The wastes are areas abandoned even by the Megastructures, great plains of dust, rubble, and ruin. Life is hard here, but its isolation offers safety of a sort. Few travel into the wastes, so those who seek an isolated lifestyle often gravitate towards such places, keeping to themselves in quiet exile, until something greater than themselves makes a meal of them.
Dense, high-energy regions of the Megastructures deeply hostile to conventional organic life and crawling with machines and posthuman fauna, including hardlight organisms. Such places host a rich bounty of advanced materials, but accessing them without being consumed by nanomachine swarms or gunned down by feral drones make extraction difficult.
There are great mounds emerging from the surface of the megastructures, half-ruined cities of maddening architecture endlesly growing over themselves, like calluses on skin. These eternal ruins are said to echo the greatest civilizations of prior eras, witlessly echoed by some dim memory inside the ambient N-matter. Their proximity to space makes them frequent resting places for spaceborne machines and other void-dwellers. Those silent, swift enigmas make traversal dangerous, especially after dark. Those who are smart burrow into the ruins and hollow them out in imitation of the old arcology-cities, letting those voyagers have the surface to themselves.

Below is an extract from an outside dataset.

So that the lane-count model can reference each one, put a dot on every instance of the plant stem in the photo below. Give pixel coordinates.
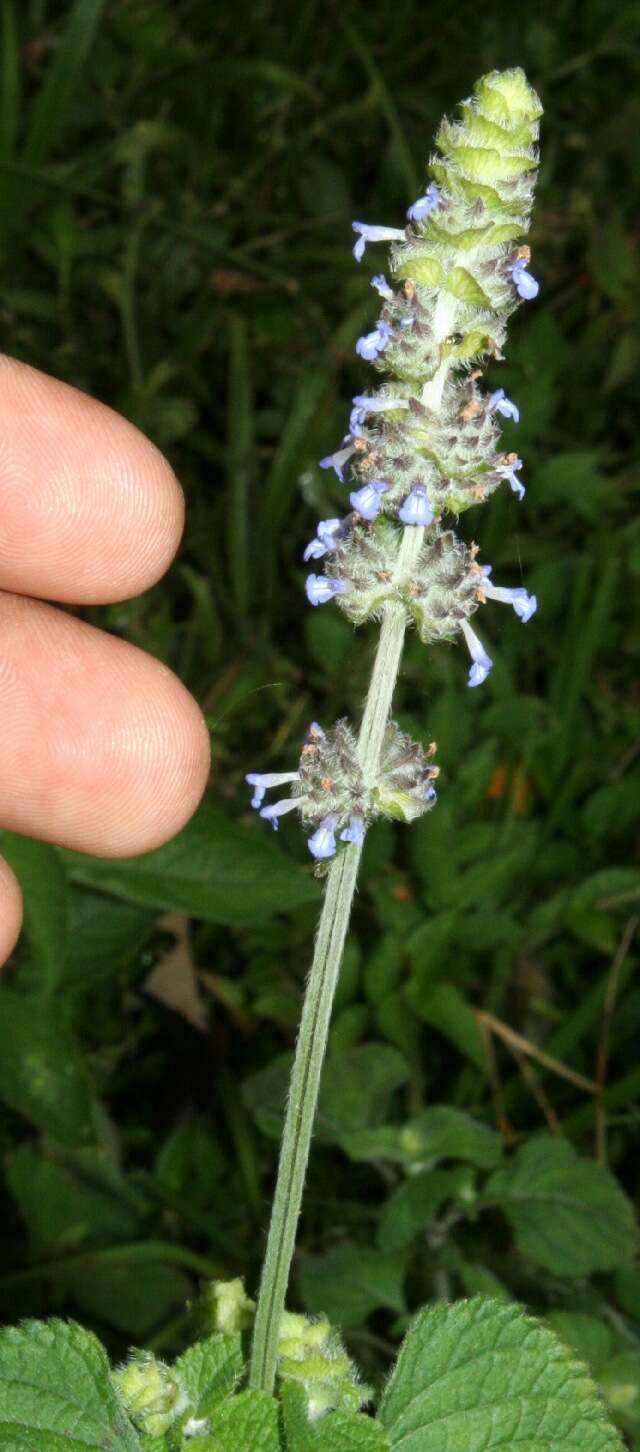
(318, 1004)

The remnants of artificial organic biomes meant to aid in terraforming processes and sustain breathable atmospheres, allowing for organic humans to thrive with minimal life support. While found across the star system, only on the homeworld are they common enough that the air can be casually breathed, with no concern about straying to far from bubbles of oxygen-dense atmosphere or running out of air in your canisters. Furthermore, many host quasi-organic ecosystems almost like the ones from before the megastructures. Such oases of biomass offer refuge to the needy, and even the most primitive civilizations can survive here. But the richness of growths attracts greater powers, and so those who rely on its bounty alone rarely manage to protect it.
Places like the Floors or Wastes, but irregular and bulbous. Settlements built into such places seem half-devoured by the shifting architectural bulk, and countless dangers hide in the crevices and mounds which spread across its surface. While they are far easier to fortify, raiders proliferate in these regions, striking out from their hidden paths and vanishing back just as quickly.
Voids are places where the atmospheric regulators of the Megastructure have dwindled, becoming freezing cold deserts filled with engineered life forms bordering on alien and the posthuman monsters that hunt them. They offer little, save that some of the things that live here possess exceptionally high energy density, and can be harvested for their rich tissues and converted into vast stores of power.
Frozen-over runoff. Perhaps the most inhospitable environment that exists within the Megastructure. If you are looking for a place the world will ignore you, this is probably it. However, food is always an issue as the runoff makes any usage of microfactories or hydroponics nearly impossible. To dwell here is to live in subsistence, unless you burrow far below and hope its bleak surface wards off interlopers.
Small oases of drinkable water, often with engineered fauna seeded in by nomadic pastoralists on their long routes across the megastructures, or simply brought within by the underground pipes and resevoirs. Quality of the waters can vary widely depending on the pool’s location, and one can never be sure what is lurking in the depths.
Artificial seas spawned by ruptures in the underground storage systems of the megastructures, it is said that their waters are the same as the ones that once filled most of the homeworld, but swallowed up by the titanic machines that reshaped its crust, filled with pollutants and unknowable compounds, and vomited back onto the surface in unpredictable eruptions.
The inner world of the megastructures, divided between the barren, muddy pseudo-caverns where they retreat or grow into, and the developed regions where they exist in full. The former are desperate abysses primarily populated by organic or biomechanical life, and the latter are dominated by machines. Any who seek to fully utilize the bounty of the megastructures must venture into these depths, but the risks are great, and there is always the chance of unleashing things that cannot easily be sealed again.